Figure 4 C8-C1P restrains pro-inflammatory M1 program induced by LTA and HA in MDM. (A) Experimental scheme and (B) Individual Factor Map showing how each type of MDM distribute separately in the space according to Dimension 1 and 2, (> 50% of variance). Each group is indicated with a different color, control and C8-C1P-MDM in gray and black dots respectively, LTA-HA-MDM identified with red dots and the combination of LTA-HA-MDM with C8-C1P in orange. (C) Correlation matrix of variables and Dimensions 1 and 2 showing those variables with significant changes. Positive correlation is indicated in red and negative correlation in blue and significant changes denoted with asterisk (D) Most contributing variables listed by their Cos² values for Dimension 1. (E) CD80 expression in MDM differentiated in the presence of pro-inflammatory LTA (20ug/mL) plus HA (100ug/mL), and in the presence or absence of C8-C1P (20uM). (F) Experimental scheme and (G) CD80 expression in C8-C1P-MDM treated with canonical M1 skewing stimulus IFNγ (50ng/mL) plus LPS (10ng/mL). C8-C1P used at 20uM. LTA = Lipoteichoic acid, HA = low molecular weight hyaluronic acid. In (C) Pearson correlation coefficient was used; in (E, G) one-way paired ANOVA and Fisher’s post hoc test was used; statistical significances *p<0.05, **p ≤ 0.01, ***p<0.005, ****p ≤ 0.001. Independent data from each experiment, n = 4.

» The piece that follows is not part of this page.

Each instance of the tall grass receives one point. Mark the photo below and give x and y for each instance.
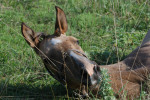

The correlation matrix (Figure 4C) denoted a strong correlation among inflammatory variables such as CD64 and pro-glycolytic genes (HIF1A, HK2, and LDHA), but also with anti-inflammatory, growth factor, and angiogenic genes (MERTK, TGFB1, FGF2, and VEGFA) (Figure 4C). This is consistent with the inverse correlation with CD206 and CD163 expression (prototypical M2 markers) and CXCL10 expression across Dimension 1 (Figure 4C). The weight or individual contributions of each variable for Dim 1 is shown in Figure 4D. Altogether, the C8-C1P treatment during inflammatory MDM differentiation restrains the inflammatory M1 program and favors pro-resolutive or tissue repair programs. Furthermore, C8-C1P-primed MDM was protected from cell death under the LTA and HA inflammatory milieu (Supplementary Figure S4B), as we also observed in LPS challenge CD14 monocytes (Supplementary Figure S1B, C). Finally and as a proof of concept that priming monocytes with C8-C1P reduce polarization to M1, we show that macrophages differentiated under LTA and HA inflammatory milieu or under the canonical M1 skewing condition (LPS + IFNγ) but in the presence of C8-C1P significantly reduced the level of CD80 (Figures 4E–G respectively).

Discussion

Chronic wounds represent a major and increasing health and economic burden in modern societies. It often occurs in patients with one or several underlying disorders, e.g., venous or arterial insufficiency, diabetes mellitus, or systemic inflammatory disease, trapping wounds in a constant inflammatory state and failing to progress through the normal healing stages. Chronic wounds are difficult to treat due to their complex nature and our limited understanding of pathogenetic mechanisms. Recurrence is also a common episode in treated patients and to date, no satisfactory and affordable treatments are available; therefore, new therapeutic targets are urgently needed (20–22).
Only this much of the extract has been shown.